U.S. films fill Directors’ Fortnight

Cannes sidebar lineup announced

PARIS — The U.S. has a hefty five titles in the Cannes Film Festival’s Directors’ Fortnight sidebar lineup, announced today, only just behind France’s six films.

However, Ramin Bahrani’s “Chop Shop,” about immigrant New Yorkers in Brooklyn, will be the only real surprise.

Three other films in the main selection, Julianne Moore starrer “Savage Grace,” Robinson Devor’s “Zoo” and Gregg Araki’s “Smiley Face,” have all screened previously in other festivals (the latter two in Sundance).

The fifth U.S. pic is William Friedkin’s 1980 film “Cruising,” with Al Pacino.

Bestiality, in “Zoo,” and husband-beating, in Jan Bonny’s German title “Gegenuber,” are among the unlikelier themes in the Euro-heavy lineup that includes nine first films.

Close human relationships — or their absence — are the predominant theme in pics such as previous Directors’ Fortnight selectee “Avant que j’oublie,” a Jacques Nolot pic about a 58-year-old loner dealing with the death of a friend and AIDS; Lenny Abrahamson’s Irish pic “Garage,” featuring a star turn by thesp Pat Shortt as a lonely misfit working in an isolated gas station; and “Gegenuber,” about a cop who is the unlikely victim of domestic violence.

Brillante Mendoza’s Filipino pic “Foster Child” concerns a poor foster family’s attachment to a 3-year-old who is about to be adopted by an American family; Pedro Aguilera’s Spanish-Mexican co-production “La influencia” centers on a mother who can’t cope; Mia Hansen-Love’s “All Is Forgiven” is an autobiographical tale about a 17-year-old getting back in touch with her estranged father.

“This year, Directors’ Fortnight is all about human emotion, about intimate relationships, grieving, passion, love.
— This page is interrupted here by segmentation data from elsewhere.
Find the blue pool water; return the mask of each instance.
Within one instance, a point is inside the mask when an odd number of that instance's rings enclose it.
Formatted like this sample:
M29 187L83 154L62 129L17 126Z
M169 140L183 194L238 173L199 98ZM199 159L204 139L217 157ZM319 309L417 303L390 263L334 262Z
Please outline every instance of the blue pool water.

A lot of the films are very moving, very heartrending,” the sidebar’s artistic director Olivier Pere told Daily Variety.

Selectors viewed around 1,000 submissions this year, he said.

Fortnight bows May 19, the day after the main festival, with this year’s previously announced opener “Control,” a biopic about the life and early suicide of Ian Curtis, lead singer of the English rock band Joy Division.

Other real-life relationships also are in the mix. French actress Sandrine Bonnaire’s first feature-length film as a helmer, “Elle s’appelle Sabine,” is a documentary about her autistic sister.

“The film was a surprise because of its subject and the adept way Bonnaire has handled its telling, with just the right amount of distance,” Pere said.

Also upping the selection’s star power this year is Catherine Deneuve, in Gael Morel’s “Apres lui,” while Gallic thesps Sylvie Testud and Pascal Greggory topline Serge Bozon’s “La France,” about a wife who goes in search of her missing husband in WWI.

Sex in different guises also is on the menu this year, in Pen-ek Ratanaruang’s “Ploy,” an erotic psychological thriller from Thailand, and in American helmer Devor’s unusual docu “Zoo,” about a Seattle family man who belonged to a secret club of bestiality devotees.

Spiros Stathoulopoulos’ Colombian film “PVC-1” is another pic based on a true-life story, this time about a hostage turned into a human time-bomb by her kidnappers. Entire one-hour, 40-minute pic movie shot in a single take.

“It is very effective, very gripping,” Pere said.

Conversely, Japanese TV star Hitoshi Matsumoto’s comic helming debut, the live action and f/x pic “Dai Nippon jin,” is a fantasy about a TV crew that follows a down-and-out fellow who turns out to be an unloved superhero.

Pic provides a rare dose of humor in the lineup this year with “Smiley Face.”

Society’s ails are the subject of Nicolas Klotz’s novel adaptation “The Heartbeat Detector,” about a human resources department psychologist who stumbles on some dark secrets in his petrochemical company. Sidebar also contains an omnibus film, “The State of the World,” made to mark the 50th anniversary of Portugal’s Gulbenkian Foundation, with contributions from Apichatpong Weerasethakul, Vicente Ferraz, Ayisha Abraham, Wang Bing, Pedro Costa and Chantal Akerman.

Lebanon has two very different pics in the lineup, the societal comedy “Caramel,” from popvid helmer Nadine Labaki, and “A Lost Man,” by Danielle Arbid, who was in Directors’ Fortnight in 2004 with her helming debut, “In the Battlefields.” New pic about a photographer’s voyeuristic experiences in nighttime Beirut is inspired by real-life photographer Antoine d’Agata.

“It’s very beautiful, very modern,” Pere said.

Sidebar will close with the “poetic” Brazilian pic “Mutum,” about young kids in an isolated farm in Brazil.

In addition to its usual lineup of new short films, some 10 titles this year, sidebar will also screen restored copies of classic French shorts “The Red Balloon” and “White Mane.”